As long as They are Mopping Floors before School in the Morning, the Girls keep that 1.5

There has been quite a bit of disgruntled messages around, about the 1.5 points given to every girl to boost entry to public universities. 1.5 was a bonus in addition to the girl’s UACE individual examination scores, an affirmative action scheme that was started to increase the number of female undergraduate entrants into the university.

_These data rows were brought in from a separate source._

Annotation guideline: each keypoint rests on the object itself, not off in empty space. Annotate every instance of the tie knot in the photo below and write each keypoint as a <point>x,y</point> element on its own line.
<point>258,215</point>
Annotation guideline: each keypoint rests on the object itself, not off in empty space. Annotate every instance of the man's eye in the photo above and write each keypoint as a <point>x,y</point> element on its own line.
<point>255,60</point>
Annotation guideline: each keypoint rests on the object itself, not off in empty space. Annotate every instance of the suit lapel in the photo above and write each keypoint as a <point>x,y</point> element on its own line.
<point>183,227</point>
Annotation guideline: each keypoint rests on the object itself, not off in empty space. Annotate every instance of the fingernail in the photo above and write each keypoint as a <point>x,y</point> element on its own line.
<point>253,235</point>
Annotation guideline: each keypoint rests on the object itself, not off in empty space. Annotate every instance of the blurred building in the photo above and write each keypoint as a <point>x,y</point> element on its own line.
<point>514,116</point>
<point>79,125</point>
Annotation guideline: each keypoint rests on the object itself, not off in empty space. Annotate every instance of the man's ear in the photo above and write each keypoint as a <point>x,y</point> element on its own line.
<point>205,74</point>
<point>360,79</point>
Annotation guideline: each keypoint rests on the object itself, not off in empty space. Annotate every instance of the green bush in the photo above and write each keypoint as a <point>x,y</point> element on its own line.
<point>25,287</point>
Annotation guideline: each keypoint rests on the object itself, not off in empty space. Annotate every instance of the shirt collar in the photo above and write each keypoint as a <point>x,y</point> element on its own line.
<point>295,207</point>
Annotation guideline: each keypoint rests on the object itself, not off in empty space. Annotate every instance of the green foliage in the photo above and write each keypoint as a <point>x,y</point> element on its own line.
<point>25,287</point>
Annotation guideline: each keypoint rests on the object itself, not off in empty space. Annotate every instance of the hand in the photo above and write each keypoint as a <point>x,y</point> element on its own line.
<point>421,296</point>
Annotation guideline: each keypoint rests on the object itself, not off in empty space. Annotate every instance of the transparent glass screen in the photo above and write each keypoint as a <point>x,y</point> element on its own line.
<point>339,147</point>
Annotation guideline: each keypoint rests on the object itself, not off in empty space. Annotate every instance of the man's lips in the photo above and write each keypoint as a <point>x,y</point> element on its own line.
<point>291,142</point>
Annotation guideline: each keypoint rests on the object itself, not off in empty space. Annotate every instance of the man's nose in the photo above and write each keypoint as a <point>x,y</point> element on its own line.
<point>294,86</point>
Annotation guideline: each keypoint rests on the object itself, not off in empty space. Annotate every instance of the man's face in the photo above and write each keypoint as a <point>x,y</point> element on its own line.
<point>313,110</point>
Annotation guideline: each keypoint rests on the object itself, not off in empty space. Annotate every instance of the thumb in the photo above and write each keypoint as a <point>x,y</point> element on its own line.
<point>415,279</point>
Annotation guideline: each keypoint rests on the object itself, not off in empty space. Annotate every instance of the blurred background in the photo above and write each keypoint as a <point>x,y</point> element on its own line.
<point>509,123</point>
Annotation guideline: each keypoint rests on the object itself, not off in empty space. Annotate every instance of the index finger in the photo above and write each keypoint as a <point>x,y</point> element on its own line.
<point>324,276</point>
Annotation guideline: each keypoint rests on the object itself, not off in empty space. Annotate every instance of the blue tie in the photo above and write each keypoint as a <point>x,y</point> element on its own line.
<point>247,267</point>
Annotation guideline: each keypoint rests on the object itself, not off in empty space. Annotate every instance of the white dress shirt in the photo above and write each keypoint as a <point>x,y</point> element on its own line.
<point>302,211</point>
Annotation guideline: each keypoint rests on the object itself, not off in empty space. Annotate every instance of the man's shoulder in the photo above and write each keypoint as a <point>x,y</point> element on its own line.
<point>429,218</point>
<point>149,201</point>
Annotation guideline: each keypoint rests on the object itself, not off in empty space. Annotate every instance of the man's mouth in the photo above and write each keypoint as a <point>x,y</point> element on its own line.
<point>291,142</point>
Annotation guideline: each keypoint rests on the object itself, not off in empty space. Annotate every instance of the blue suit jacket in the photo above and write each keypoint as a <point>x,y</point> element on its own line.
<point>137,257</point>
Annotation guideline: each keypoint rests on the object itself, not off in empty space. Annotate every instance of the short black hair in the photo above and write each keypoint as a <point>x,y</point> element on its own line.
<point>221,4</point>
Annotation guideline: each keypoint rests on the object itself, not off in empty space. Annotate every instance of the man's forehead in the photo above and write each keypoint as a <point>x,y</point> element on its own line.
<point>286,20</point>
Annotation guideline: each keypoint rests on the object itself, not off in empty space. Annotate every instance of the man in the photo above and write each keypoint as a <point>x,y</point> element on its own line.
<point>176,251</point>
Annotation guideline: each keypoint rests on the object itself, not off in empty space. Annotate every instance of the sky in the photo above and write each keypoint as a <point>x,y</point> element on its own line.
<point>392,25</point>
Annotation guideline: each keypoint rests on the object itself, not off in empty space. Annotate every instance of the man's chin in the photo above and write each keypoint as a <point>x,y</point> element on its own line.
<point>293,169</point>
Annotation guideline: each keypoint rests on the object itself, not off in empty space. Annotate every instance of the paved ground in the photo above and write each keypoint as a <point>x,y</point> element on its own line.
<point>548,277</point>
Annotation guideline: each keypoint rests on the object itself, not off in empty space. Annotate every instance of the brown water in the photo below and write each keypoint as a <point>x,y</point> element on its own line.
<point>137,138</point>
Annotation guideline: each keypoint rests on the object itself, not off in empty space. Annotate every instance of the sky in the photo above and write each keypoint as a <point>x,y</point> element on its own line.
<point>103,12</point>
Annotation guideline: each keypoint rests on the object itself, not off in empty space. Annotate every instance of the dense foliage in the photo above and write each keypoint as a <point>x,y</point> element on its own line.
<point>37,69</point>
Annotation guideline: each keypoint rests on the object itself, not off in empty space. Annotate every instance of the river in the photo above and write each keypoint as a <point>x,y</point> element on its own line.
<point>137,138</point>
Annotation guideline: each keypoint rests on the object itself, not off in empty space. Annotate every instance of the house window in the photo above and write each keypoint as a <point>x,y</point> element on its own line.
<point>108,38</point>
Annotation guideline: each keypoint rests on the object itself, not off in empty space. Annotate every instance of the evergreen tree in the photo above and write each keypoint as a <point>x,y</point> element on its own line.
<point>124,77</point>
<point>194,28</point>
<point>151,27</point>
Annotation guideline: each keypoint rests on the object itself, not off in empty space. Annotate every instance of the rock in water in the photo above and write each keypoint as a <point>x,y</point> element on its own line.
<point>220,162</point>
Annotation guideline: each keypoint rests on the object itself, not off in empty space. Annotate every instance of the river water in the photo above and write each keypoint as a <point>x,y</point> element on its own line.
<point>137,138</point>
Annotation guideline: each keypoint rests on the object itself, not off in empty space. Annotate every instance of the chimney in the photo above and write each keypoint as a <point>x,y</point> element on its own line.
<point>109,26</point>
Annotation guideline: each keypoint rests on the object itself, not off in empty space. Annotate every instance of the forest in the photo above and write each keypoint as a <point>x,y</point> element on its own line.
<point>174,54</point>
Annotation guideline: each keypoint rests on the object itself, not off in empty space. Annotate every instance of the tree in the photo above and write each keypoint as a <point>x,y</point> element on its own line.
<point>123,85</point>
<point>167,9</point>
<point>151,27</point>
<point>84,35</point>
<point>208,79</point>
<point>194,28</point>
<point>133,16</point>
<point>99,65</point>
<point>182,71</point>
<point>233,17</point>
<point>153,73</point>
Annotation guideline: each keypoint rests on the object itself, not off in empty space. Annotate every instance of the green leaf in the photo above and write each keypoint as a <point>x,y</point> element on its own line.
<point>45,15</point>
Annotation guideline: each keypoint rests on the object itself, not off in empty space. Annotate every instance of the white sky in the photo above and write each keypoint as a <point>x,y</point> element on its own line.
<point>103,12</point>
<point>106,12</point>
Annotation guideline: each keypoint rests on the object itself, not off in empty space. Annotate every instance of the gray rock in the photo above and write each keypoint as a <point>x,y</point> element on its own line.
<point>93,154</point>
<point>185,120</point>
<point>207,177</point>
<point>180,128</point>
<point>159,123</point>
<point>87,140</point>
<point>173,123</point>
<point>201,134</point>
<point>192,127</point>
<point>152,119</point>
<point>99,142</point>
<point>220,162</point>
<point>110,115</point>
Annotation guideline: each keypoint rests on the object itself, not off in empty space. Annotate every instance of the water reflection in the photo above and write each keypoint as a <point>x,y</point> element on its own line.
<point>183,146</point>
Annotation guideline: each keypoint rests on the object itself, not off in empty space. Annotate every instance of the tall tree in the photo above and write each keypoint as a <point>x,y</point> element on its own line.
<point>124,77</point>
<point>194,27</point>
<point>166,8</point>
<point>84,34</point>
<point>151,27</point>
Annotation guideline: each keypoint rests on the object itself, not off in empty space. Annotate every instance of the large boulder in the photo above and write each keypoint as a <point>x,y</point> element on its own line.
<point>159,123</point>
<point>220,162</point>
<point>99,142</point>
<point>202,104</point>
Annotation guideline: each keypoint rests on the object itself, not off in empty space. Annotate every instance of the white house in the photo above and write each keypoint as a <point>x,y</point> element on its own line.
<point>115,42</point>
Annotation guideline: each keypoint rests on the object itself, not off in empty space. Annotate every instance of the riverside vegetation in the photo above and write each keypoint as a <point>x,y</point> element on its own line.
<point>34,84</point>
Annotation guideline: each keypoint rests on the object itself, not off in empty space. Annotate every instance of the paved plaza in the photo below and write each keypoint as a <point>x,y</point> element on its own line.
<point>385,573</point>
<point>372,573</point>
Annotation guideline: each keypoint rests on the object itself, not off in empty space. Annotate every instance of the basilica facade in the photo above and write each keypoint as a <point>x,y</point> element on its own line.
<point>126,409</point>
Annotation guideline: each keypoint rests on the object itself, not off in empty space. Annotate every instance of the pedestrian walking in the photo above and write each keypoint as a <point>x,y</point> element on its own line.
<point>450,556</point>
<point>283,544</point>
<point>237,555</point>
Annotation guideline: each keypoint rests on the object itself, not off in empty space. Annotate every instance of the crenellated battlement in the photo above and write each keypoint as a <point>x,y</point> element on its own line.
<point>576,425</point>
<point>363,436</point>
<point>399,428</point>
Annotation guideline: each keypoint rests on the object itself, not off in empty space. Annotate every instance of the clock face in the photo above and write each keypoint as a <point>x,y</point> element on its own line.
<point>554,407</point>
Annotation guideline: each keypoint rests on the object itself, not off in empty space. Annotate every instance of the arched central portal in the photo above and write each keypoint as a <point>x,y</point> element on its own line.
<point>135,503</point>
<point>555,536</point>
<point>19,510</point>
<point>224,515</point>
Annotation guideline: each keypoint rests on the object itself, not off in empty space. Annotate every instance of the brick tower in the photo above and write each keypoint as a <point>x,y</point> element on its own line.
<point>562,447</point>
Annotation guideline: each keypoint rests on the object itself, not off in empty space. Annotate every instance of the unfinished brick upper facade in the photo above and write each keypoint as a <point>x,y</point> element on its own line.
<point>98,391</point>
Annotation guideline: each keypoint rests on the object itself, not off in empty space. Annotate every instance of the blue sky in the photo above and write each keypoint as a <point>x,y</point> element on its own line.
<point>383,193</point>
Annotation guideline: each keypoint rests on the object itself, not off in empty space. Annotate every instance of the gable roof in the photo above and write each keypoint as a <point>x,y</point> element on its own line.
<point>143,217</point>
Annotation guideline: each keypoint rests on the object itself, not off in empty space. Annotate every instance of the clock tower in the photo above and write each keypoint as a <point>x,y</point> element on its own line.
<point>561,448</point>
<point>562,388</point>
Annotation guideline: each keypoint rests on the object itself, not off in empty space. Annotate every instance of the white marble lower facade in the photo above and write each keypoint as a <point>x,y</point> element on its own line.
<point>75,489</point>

Recently, there have been calls to “urgently review the scheme or scrap it.” Some have decided since women graduates have gone a little above 50% (51.7% at 60th MUK graduation and 50.1% at 61st, this guest columnist quotes with concern)- never mind that women graduates were said to be at 20% (1983) before this 1.5 scheme- the program has achieved its objectives.

The boys are at a disadvantage.

Because we have always cared about the boys, haven’t we? And the lives of the girls? Well, business as usual. 

The recent report by International Center for Research and Women (ICRW), Girls are like Leaves on the Wind, based on studies in West Nile region, questions this business-as-usual attitude. The report examines the expectations on the girl and how that affects her education. Most times, we have read about school drop-outs being attributed to early pregnancy and child marriage, and more recently, menstrual issues. But what about housework?

Of the girls interviewed in the study, nearly 28 percent of those who dropped out said that chores severely interfered with their schooling.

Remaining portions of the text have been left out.